1 – Jean-François Revel (1924–2006), filósofo, jornalista e membro da Academia Francesa. Em Como acabam as democracias (1984), argumenta que a democracia pode ser vítima de sua própria tolerância frente a inimigos implacáveis. À época, referia-se ao regime soviético e à intelectualidade de esquerda ocidental, que faziam vista grossa para os crimes da URSS. Revel sustentava que as democracias tendem a se enfraquecer pela autocrítica excessiva e pela ingenuidade diante de adversários que usam suas próprias liberdades – como a de imprensa e de associação – para subvertê-las e destruí-las por dentro.

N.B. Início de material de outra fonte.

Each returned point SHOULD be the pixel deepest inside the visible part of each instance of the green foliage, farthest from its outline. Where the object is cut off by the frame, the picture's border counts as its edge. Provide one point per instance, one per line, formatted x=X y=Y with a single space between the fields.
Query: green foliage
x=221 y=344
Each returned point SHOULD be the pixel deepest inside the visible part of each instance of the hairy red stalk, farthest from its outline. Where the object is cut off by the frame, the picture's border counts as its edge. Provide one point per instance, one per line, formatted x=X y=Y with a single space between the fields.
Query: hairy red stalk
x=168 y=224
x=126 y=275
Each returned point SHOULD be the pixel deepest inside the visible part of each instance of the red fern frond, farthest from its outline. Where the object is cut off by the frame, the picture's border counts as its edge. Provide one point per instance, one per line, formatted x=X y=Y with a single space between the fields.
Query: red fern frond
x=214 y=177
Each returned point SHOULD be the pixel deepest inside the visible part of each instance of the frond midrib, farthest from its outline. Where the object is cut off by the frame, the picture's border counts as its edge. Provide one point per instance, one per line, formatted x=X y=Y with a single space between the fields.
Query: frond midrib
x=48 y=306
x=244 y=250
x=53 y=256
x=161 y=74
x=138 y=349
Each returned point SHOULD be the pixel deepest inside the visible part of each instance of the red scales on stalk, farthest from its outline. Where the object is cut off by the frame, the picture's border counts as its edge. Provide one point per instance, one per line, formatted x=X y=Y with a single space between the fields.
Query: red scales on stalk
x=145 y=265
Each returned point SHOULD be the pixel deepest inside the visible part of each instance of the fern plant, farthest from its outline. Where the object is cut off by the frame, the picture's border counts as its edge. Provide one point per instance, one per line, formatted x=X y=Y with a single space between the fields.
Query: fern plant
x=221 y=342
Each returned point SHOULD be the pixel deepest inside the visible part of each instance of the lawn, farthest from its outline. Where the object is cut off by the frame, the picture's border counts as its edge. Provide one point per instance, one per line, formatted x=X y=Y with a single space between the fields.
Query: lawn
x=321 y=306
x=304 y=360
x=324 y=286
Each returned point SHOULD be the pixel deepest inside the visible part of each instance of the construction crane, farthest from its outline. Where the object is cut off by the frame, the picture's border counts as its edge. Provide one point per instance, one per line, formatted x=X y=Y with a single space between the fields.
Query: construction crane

2 – Georg Wilhelm Friedrich Hegel (1770–1831), filósofo nascido em Stuttgart, no então Ducado de Württemberg, foi um dos principais nomes do idealismo alemão. Para ele, a história é o processo pelo qual a humanidade avança rumo à realização da liberdade. Segundo Kojève, Hegel teria vislumbrado a concretização desse processo após a Batalha de Jena, em 1806, ao observar Napoleão Bonaparte. A vitória napoleônica simbolizava o triunfo universal dos ideais da Revolução Francesa e a consolidação do Estado racional moderno. É nesse sentido que propôs a ideia de «fim da história»: o momento em que razão e liberdade se realizam plenamente na ordem política. Ao futuro restaria apenas a disseminação e consolidação desses princípios.

3 – Alexandre Kojève (1902–1968), filósofo russo naturalizado francês, foi um dos principais intérpretes de Hegel no século XX. Seus seminários sobre a Fenomenologia do Espírito, realizados em Paris na década de 1930, foram determinantes para a formação da intelectualidade francesa do pós-guerra. Kojève defendeu a ideia de que a História, entendida como busca por um sistema político racional fundado na liberdade e na igualdade, havia se encerrado conceitualmente com a Revolução Francesa.

4 – «O homem é uma corda esticada entre o animal e o Além-do-homem – uma corda sobre um abismo», falou Zaratustra diante do povo. Friedrich Nietzsche (1844-1900), em Assim Falou Zaratustra (1883), concebe os conceitos de der letzte Mensch, ou «último homem»: aquele que deseja apenas segurança, conforto e uma vida longa, estável e sem sofrimento; e seu contraste, o Übermensch, traduzido como Super-homem ou Além-do-homem. A interpretação deste último é menos consensual. Para a professora Scarlett Marton, a maior autoridade em Nietzsche no Brasil, o filósofo não fala de um homem superior, verticalmente acima dos outros, mas de uma transição horizontal: a superação da condição de «último homem», marcada pela autenticidade, pela disposição ao risco, pela intensidade e pela criação.